A simple vista pareciera que el pensamiento de Camus es pesimista, pero lo cierto es que mantiene su fe en la humanidad. La vida es un constante absurdo, sí, pero se puede sobrellevar si asumimos lo que nos acontece. Una analogía que se suele usar para entender algunos aspectos de la filosofía estoica se puede aplicar a este pensamiento: si un perro es arrastrado por un carro, puede dejarse arrastrar o caminar al ritmo del carro. Para Camus asumir la existencia implica caminar al ritmo del carro. No se pueden cambiar las circunstancias, pero se pueden asumir, haciendo la vida más llevadera. La vida es absurda y sin sentido, pero las personas pueden encontrarle uno.
Así como para el autor la aceptación del absurdo plantea nuevas razones para la existencia, el escenario de peste plantea nuevas condiciones para la ciudad. Bajo esas condiciones, la vida humana vale por sí misma y ya no por causas superiores a las personas, tales como la fe en dios o en alguna ideología. Para el autor francés lo que importa es el apoyo mutuo y la libertad individual. De esta manera, la peste en la ciudad es un símbolo de la vida como absurdo.

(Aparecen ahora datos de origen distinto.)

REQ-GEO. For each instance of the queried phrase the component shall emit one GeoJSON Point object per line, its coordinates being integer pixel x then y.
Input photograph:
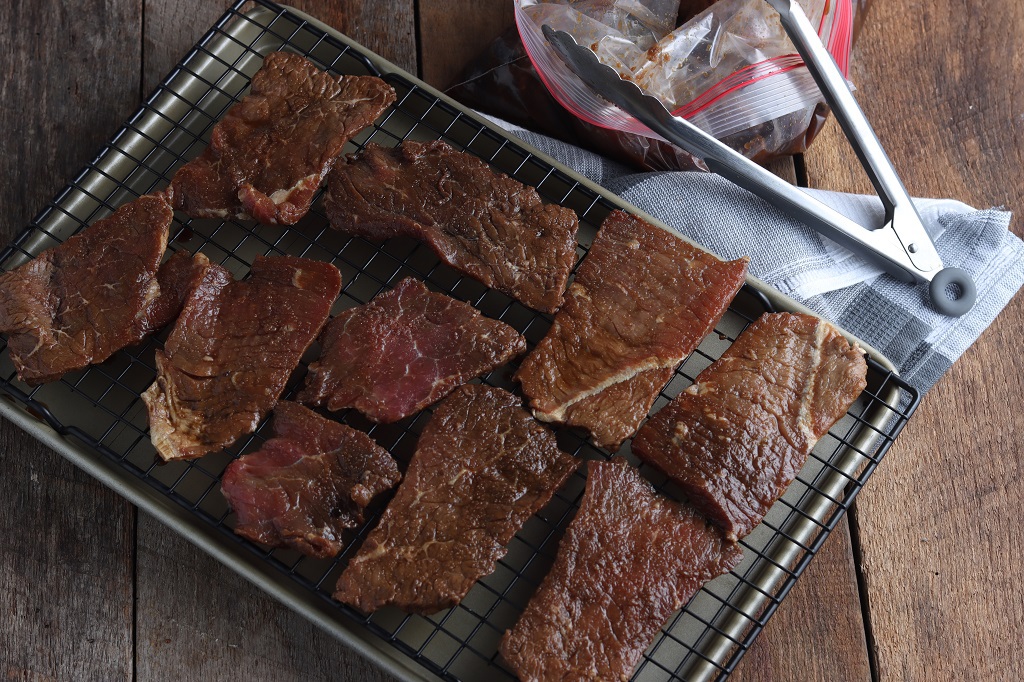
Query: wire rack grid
{"type": "Point", "coordinates": [100, 408]}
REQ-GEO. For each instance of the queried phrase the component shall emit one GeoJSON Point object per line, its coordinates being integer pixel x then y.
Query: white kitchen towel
{"type": "Point", "coordinates": [892, 315]}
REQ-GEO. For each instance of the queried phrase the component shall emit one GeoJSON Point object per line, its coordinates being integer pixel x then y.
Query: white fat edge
{"type": "Point", "coordinates": [558, 415]}
{"type": "Point", "coordinates": [803, 416]}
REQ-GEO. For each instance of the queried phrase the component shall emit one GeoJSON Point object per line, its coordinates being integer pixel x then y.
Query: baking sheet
{"type": "Point", "coordinates": [95, 418]}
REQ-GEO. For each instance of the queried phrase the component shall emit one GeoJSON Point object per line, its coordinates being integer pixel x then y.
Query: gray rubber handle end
{"type": "Point", "coordinates": [968, 292]}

Desde estas premisas, la obra es una defensa de la libertad de las personas, y una crítica de las formas en que la libertad puede ser restringida en nombre de un bien superior. Para Camus, la libertad está antes que cualquier cosa, habilitando la colaboración en función de ella. Para afrontar las vicisitudes de la vida el autor propone un “individualismo solidario”. Como ejemplos, en el libro podemos ver la colaboración de personajes muy disímiles, principalmente Rioux, el médico agnóstico que salva vidas; Tarrou, un hombre creyente que se define a sí mismo como un “santo”, y el sacerdote Paneloux.
Quizá siguiendo un modelo rousseauniano, en esta obra las personas son naturalmente buenas y lo que las hace malas es la ignorancia. Por lo tanto, no existe el heroísmo como tal. El valor de las personas no está en los premios ni los castigos, así como no está en la moral de Dios ni en ninguna ideología, sino en ser consecuentes con la verdad, en conocer y actuar frente a la situación que se nos presenta. Por eso para Camus estos personajes son modelo de virtud.
Algunas de estas ideas justifican la persistencia de las páginas de La Peste en estos tiempos en los que la angustia existencial está a la orden del día y el absurdo de la vida diaria se vuelve simultáneo y global a través de Internet y los medios de comunicación, que muchas veces contribuyen a dispersar la ignorancia.
Como ese que soplaba en la ciudad de Orán, el viento del existencialismo sigue vivo en nuestros espíritus, tal como lo dejan ver ficciones que hoy tienen una fuerte presencia en nuestras vidas, entre las que se destacan series de culto como The Good Place o Bojack Horseman. Ante las situaciones extremas, replantear nuestra existencia resulta un acto espontáneo. Y acercarnos a una historia con tantas analogías y semejanzas con nuestra actualidad implica un acto de valentía. Enfrentarse a ese espejo negro que refleja toda nuestra oscuridad es una manera de conocer la realidad desde otra perspectiva, pero también puede ser un hechizo malicioso y no siempre deseable. Sin embargo, después de estar en contacto con las ideas de este pensador francés de hace más de medio siglo, agradecemos haber abrazado el absurdo y encontrado sentido en el medio de la tortura y la desazón, tal como el Sísifo que Camus supo imaginar bajando la cuesta, después de haber empujado por enésima vez la famosa roca hasta la cima, que en lugar de una mueca de tristeza lleva en su rostro una sonrisa.